‘It’s not every day we publish an 800 page hardback, let alone a biography of Paul Keating that has had his cooperation — in fact, it’s been 20 years since he’s done so, for any writer and publisher.
This is a blockbuster of a book — in every sense. You could do serious damage to someone with it, and it nearly did serious damage to Troy and us in its creation and production. It’s the product of an immense amount of work by Troy, by me, and by our staff under very punishing deadlines. Mr Keating read the page proofs very late in the process, under tight time constraints, and we’re very grateful that he did so and for his responses to those proofs.

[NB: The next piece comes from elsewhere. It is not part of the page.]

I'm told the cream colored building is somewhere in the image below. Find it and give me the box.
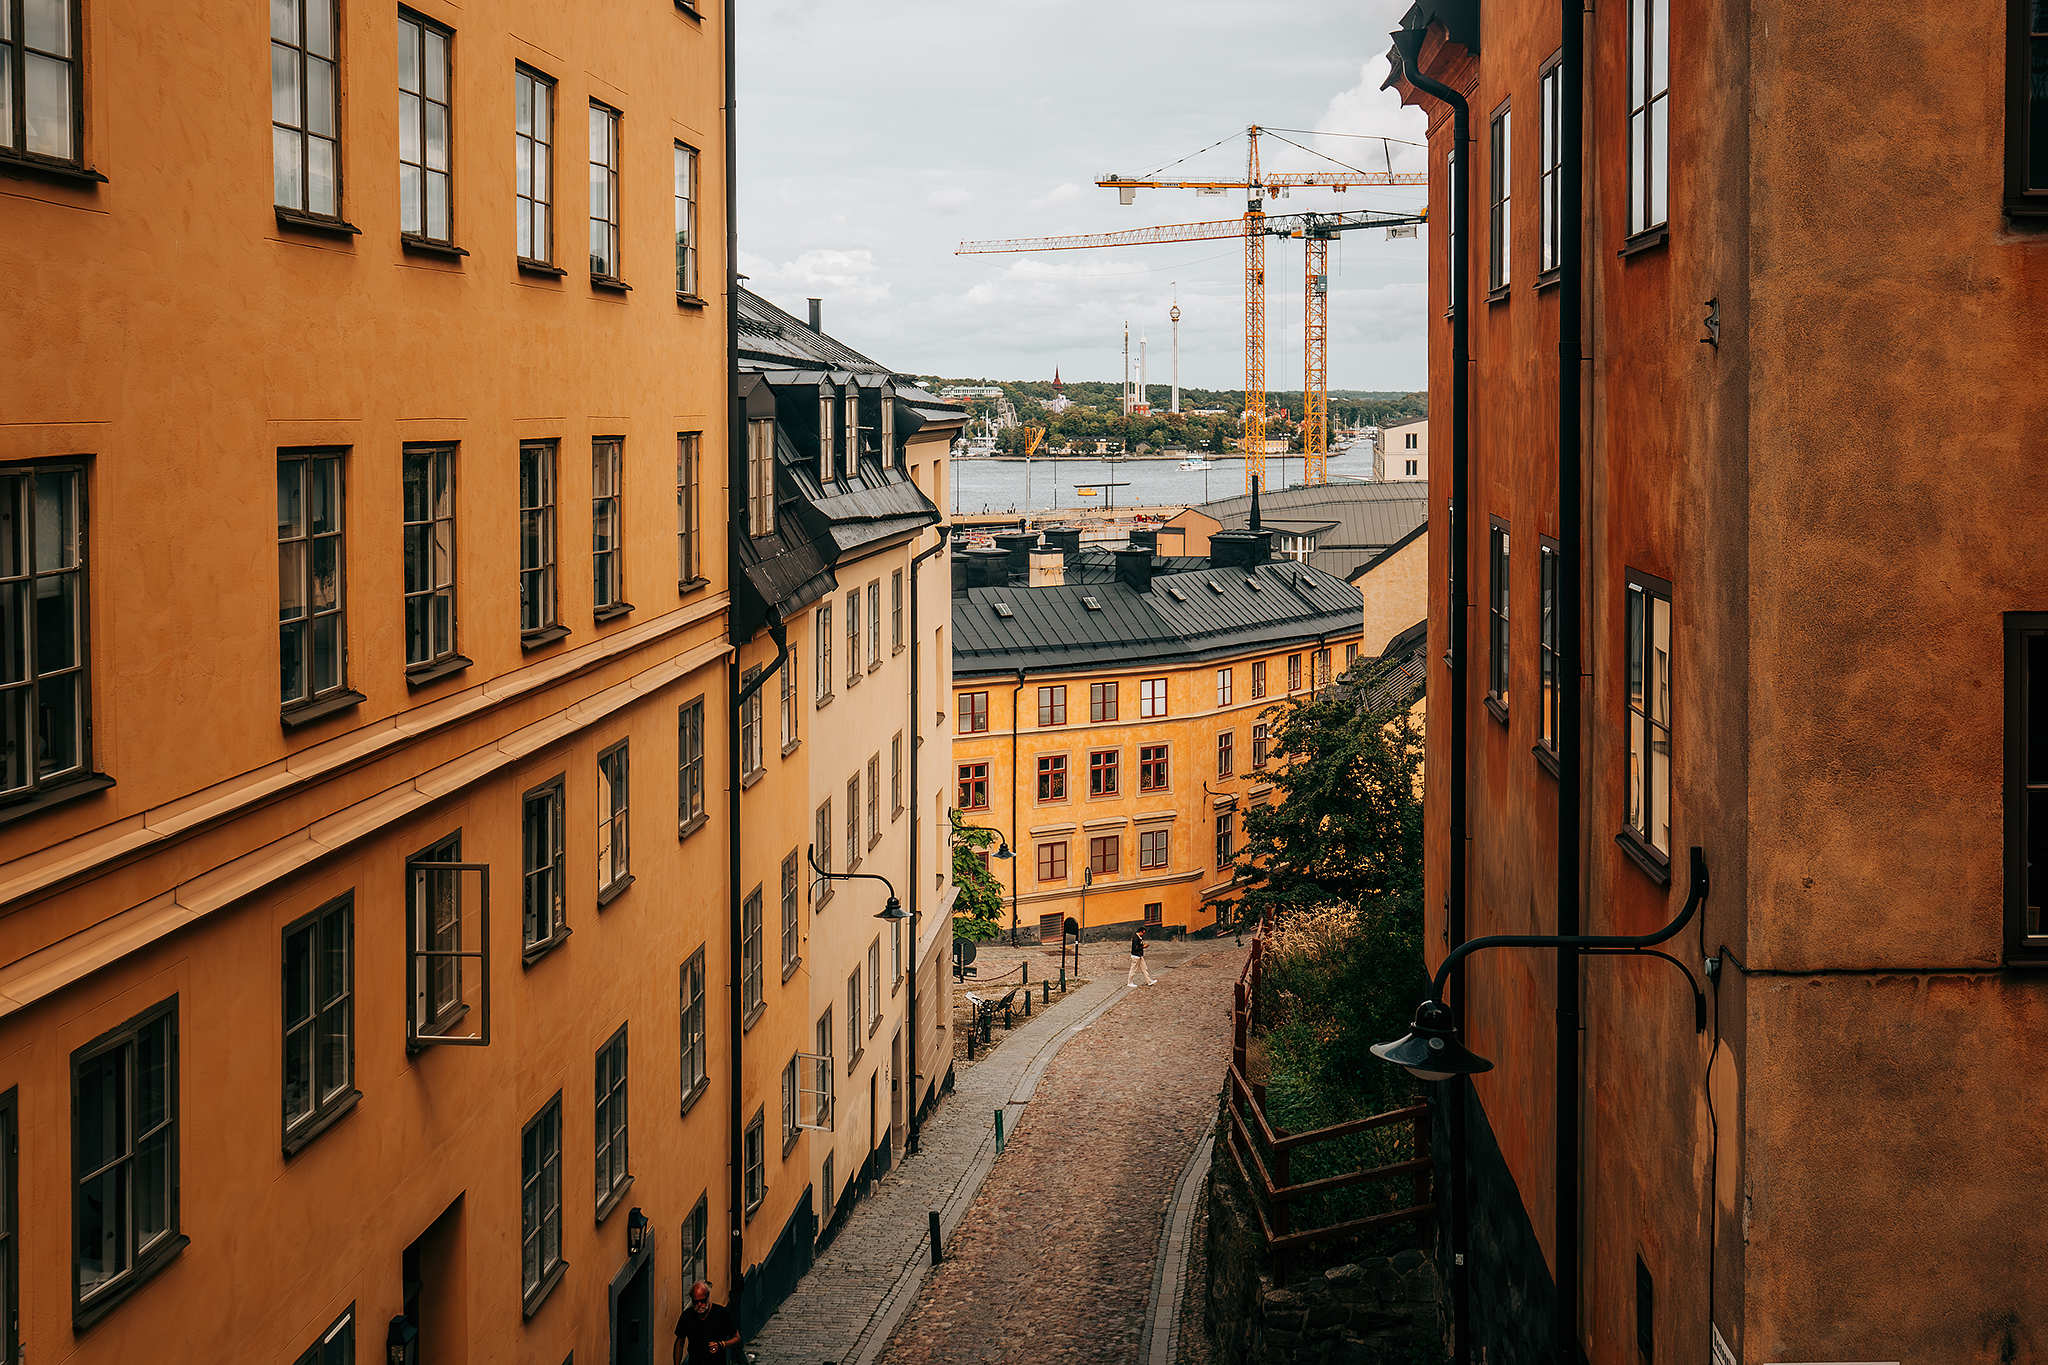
[1374,415,1430,482]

When I founded Scribe in 1976, having worked for Moss Cass in the Whitlam government for the previous three years, I did so because I wanted to publish what I called ‘serious non-fiction’. Well, you can’t get much more serious non-fiction than this book contains. I should add, though, that it also contains hilarious anecdotes and snatches of dialogue.

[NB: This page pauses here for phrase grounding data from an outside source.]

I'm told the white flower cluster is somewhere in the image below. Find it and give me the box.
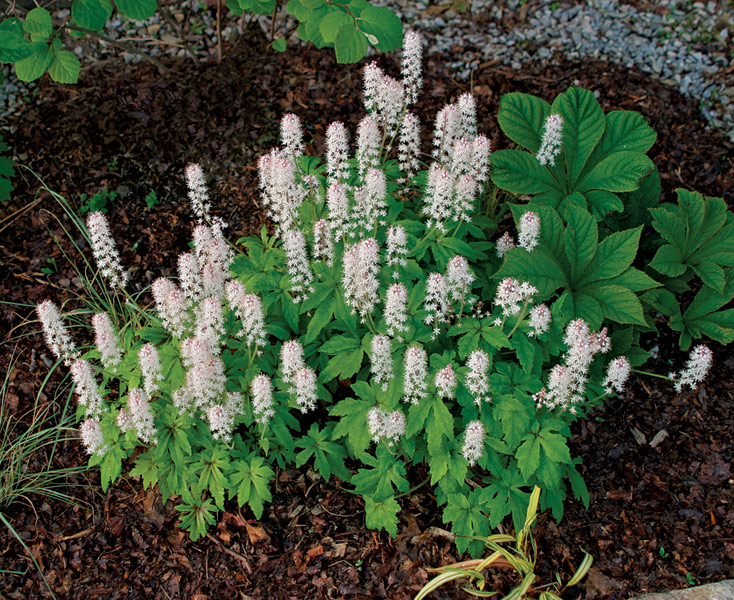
[185,163,213,223]
[367,407,406,445]
[602,356,631,394]
[356,116,380,178]
[385,225,408,276]
[461,420,485,466]
[401,30,423,107]
[87,212,128,288]
[70,358,104,419]
[127,387,158,444]
[434,364,457,399]
[465,349,491,405]
[226,280,267,350]
[80,418,106,456]
[280,113,304,159]
[402,345,428,404]
[493,278,537,317]
[37,300,78,366]
[671,345,713,393]
[518,212,540,252]
[342,237,380,320]
[258,148,306,232]
[398,113,421,181]
[92,312,122,369]
[326,121,351,186]
[527,304,551,337]
[283,229,314,302]
[536,114,564,167]
[250,374,275,425]
[384,283,409,339]
[138,343,162,397]
[370,335,394,391]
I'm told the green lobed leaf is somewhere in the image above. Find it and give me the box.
[364,495,400,537]
[497,92,552,153]
[358,6,402,51]
[319,9,351,44]
[115,0,157,20]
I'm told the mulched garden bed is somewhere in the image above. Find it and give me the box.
[0,25,732,600]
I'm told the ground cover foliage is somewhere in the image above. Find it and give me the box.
[0,22,732,600]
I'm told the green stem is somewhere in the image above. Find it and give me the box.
[506,300,531,339]
[395,475,431,499]
[632,369,672,381]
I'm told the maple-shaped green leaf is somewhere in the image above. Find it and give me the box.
[479,469,531,531]
[229,455,274,519]
[295,423,350,482]
[364,495,400,537]
[129,450,159,490]
[191,445,230,511]
[176,486,217,541]
[443,489,490,556]
[493,394,533,449]
[330,396,372,456]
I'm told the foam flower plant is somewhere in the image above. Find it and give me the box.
[35,32,721,555]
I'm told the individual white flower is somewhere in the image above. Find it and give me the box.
[602,356,631,394]
[326,121,350,186]
[283,229,314,301]
[402,345,428,405]
[281,113,304,158]
[445,255,474,303]
[70,359,104,419]
[280,340,304,384]
[37,300,78,366]
[398,112,421,180]
[80,418,106,456]
[435,364,457,399]
[401,30,423,106]
[370,335,394,391]
[384,283,409,339]
[128,387,158,444]
[465,349,491,405]
[672,345,713,393]
[138,344,162,397]
[495,232,515,258]
[292,366,318,413]
[185,163,213,223]
[92,312,122,369]
[151,277,189,337]
[528,304,551,337]
[457,93,478,140]
[356,115,381,178]
[518,211,541,252]
[86,212,128,287]
[536,114,564,167]
[251,374,275,425]
[342,238,380,320]
[462,420,485,466]
[327,183,350,239]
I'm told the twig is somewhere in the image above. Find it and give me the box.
[269,0,278,42]
[158,4,200,65]
[58,527,94,541]
[216,0,223,63]
[206,533,252,574]
[60,22,171,74]
[0,195,42,236]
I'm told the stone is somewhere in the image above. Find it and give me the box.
[627,580,734,600]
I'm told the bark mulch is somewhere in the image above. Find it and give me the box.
[0,25,732,600]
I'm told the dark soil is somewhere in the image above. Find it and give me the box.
[1,23,733,600]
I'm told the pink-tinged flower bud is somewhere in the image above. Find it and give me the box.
[37,300,78,366]
[152,278,189,337]
[433,104,461,165]
[528,304,551,337]
[283,229,314,302]
[178,252,202,300]
[673,345,713,393]
[207,404,234,441]
[385,283,409,339]
[401,31,423,106]
[446,255,474,302]
[327,183,350,239]
[435,364,457,399]
[185,163,213,223]
[250,374,274,425]
[312,219,334,266]
[326,121,350,186]
[342,238,380,321]
[370,335,394,391]
[292,366,318,413]
[402,345,428,405]
[280,340,304,384]
[80,418,106,456]
[356,115,380,178]
[280,113,304,158]
[518,211,540,252]
[86,212,128,288]
[92,312,122,369]
[424,163,455,231]
[70,359,104,418]
[603,356,631,394]
[495,232,515,258]
[398,112,421,180]
[138,343,162,397]
[457,93,478,140]
[466,349,491,405]
[462,420,484,466]
[536,114,564,167]
[470,135,491,184]
[128,388,158,444]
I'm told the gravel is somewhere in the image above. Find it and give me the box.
[1,0,733,140]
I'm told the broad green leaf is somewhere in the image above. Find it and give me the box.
[551,87,605,187]
[14,42,52,82]
[595,110,656,159]
[497,247,568,298]
[0,19,33,63]
[691,262,726,294]
[512,334,535,375]
[358,6,402,51]
[116,0,157,20]
[586,284,646,325]
[539,430,571,464]
[649,244,686,277]
[579,226,642,284]
[302,299,333,344]
[563,205,597,280]
[319,334,359,354]
[301,5,329,49]
[319,9,351,44]
[617,166,660,228]
[573,293,604,329]
[300,0,325,7]
[494,395,532,449]
[23,7,53,36]
[443,490,490,556]
[330,397,372,455]
[229,456,273,519]
[497,92,551,152]
[491,149,563,196]
[603,268,659,292]
[272,37,286,52]
[129,451,159,490]
[649,205,686,248]
[578,152,653,193]
[47,49,81,83]
[583,190,623,220]
[364,495,400,537]
[72,0,112,31]
[516,435,540,479]
[334,21,367,63]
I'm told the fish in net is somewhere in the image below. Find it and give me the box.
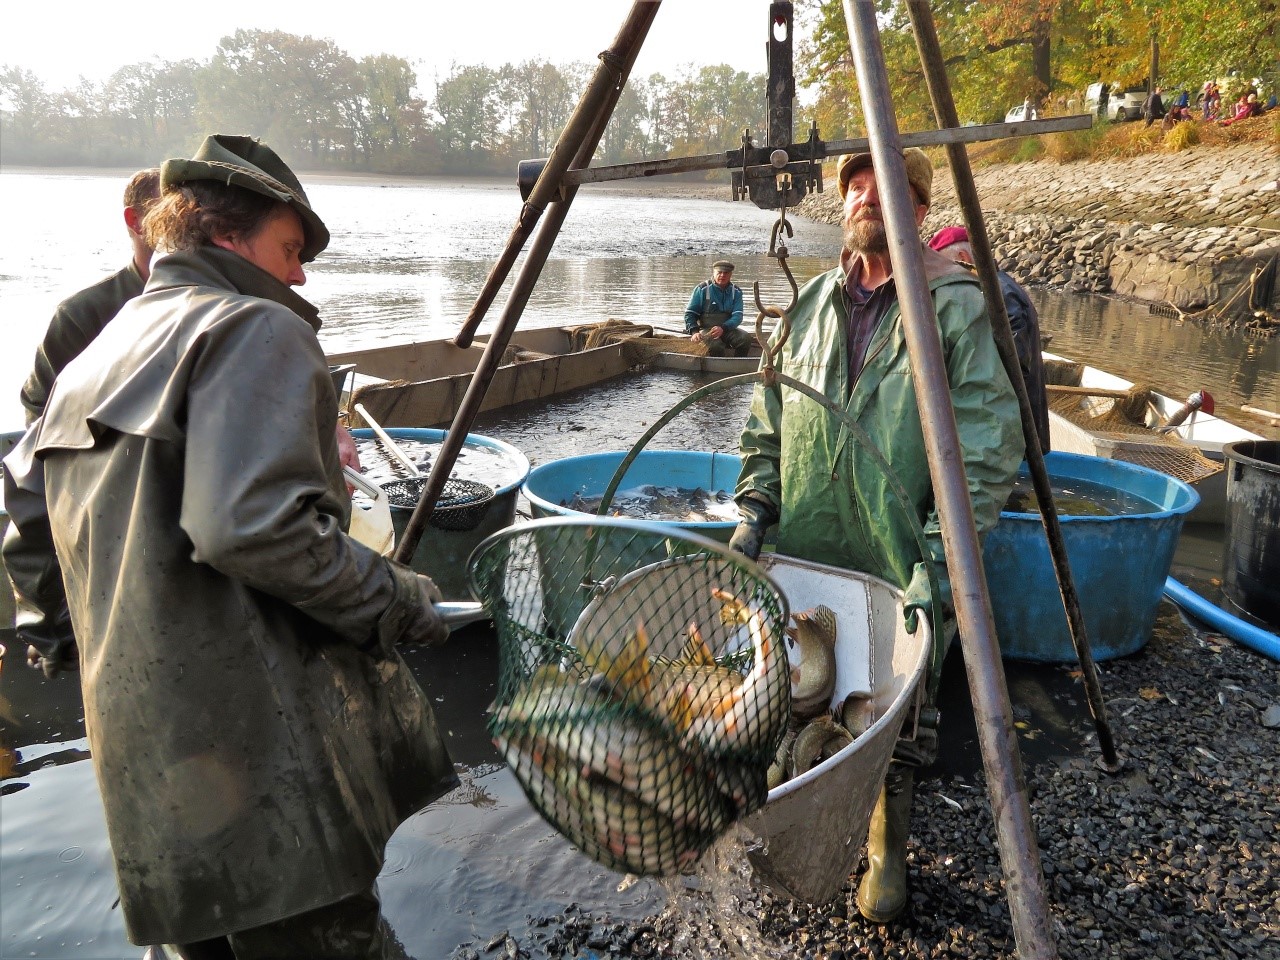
[469,517,791,876]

My fascination with politics and the national interest started way back in the 1960s, when I was a university student. In 1969, I became the first full-time editor of Farrago, the University of Melbourne’s student newspaper. 1969 was an election year, the political tragics among you might recall, and Farrago found itself taking part in a national anti-Gorton campaign fuelled, initially, by leaks from the Canberra press gallery. In this town, a young JJ Spigelman contributed with full-length features in Honi Soit. I never forgot the thrill of that campaign — and neither did Jim, I suspect.
Scribe has published many significant political books over the years. Earlier this year, as some of you will recall, we published Niki Savva’s book on the Tony Abbott-Peta Credlin implosion. We’ve published Lindsay Tanner’s excoriating critique of the media and politics circus. We’ve published George Megalogenis’s account of the Keating and Howard years. We’ve published Nicholas Stuart’s biography of Kevin Rudd and his accounts of Rudd’s campaigns. We’ve published biographies of former prime ministers and premiers, and accounts of important social and political events.
But I have to say that I see this book as one of the crowning achievements of our house. Troy has interviewed over 100 people in the course of his research, and pored over troves of documents, and in the process his projected 75,000-word manuscript morphed into a 250,000-word one. It is going to be seen as the definitive account of Paul Keating and his era.
As I worked on Troy’s manuscript, my admiration for him kept increasing, as did my appreciation of the subject of his labours, Paul Keating. I thought I knew Mr Keating’s story pretty well, having first spied him as a lean, hungry, and well-dressed young man from the NSW party entering the Whitlam ministry late in the government’s life, and having observed his subsequent career closely.
We all know the outlines of Treasurer Keating’s and Prime Minister Keating’s signature achievements. They are many, and they are very substantial. But two things stood out for me as never before as I became engrossed in Troy’s work: Mr Keating’s response to Mabo, and his advocacy in the development of Barangaroo. I suspect that, for many readers, Mr Keating’s altruistic, single-minded, Herculean labours in devising a fair and workable response to the Mabo judgment will be seen as his greatest parliamentary legacy. And, in his post-parliamentary life, his untiring and successful campaign to rescue Barangaroo from purely commercial exploitation will be seen as a marvellous tribute to his passion, his abilities, and his insight.
How appropriate then, that Paul Keating: the big-picture leader is being launched here at Barangaroo, and by one of Australia’s Aboriginal leaders — indeed, by one who was in the thick of the protracted Mabo negotiations — Noel Pearson.’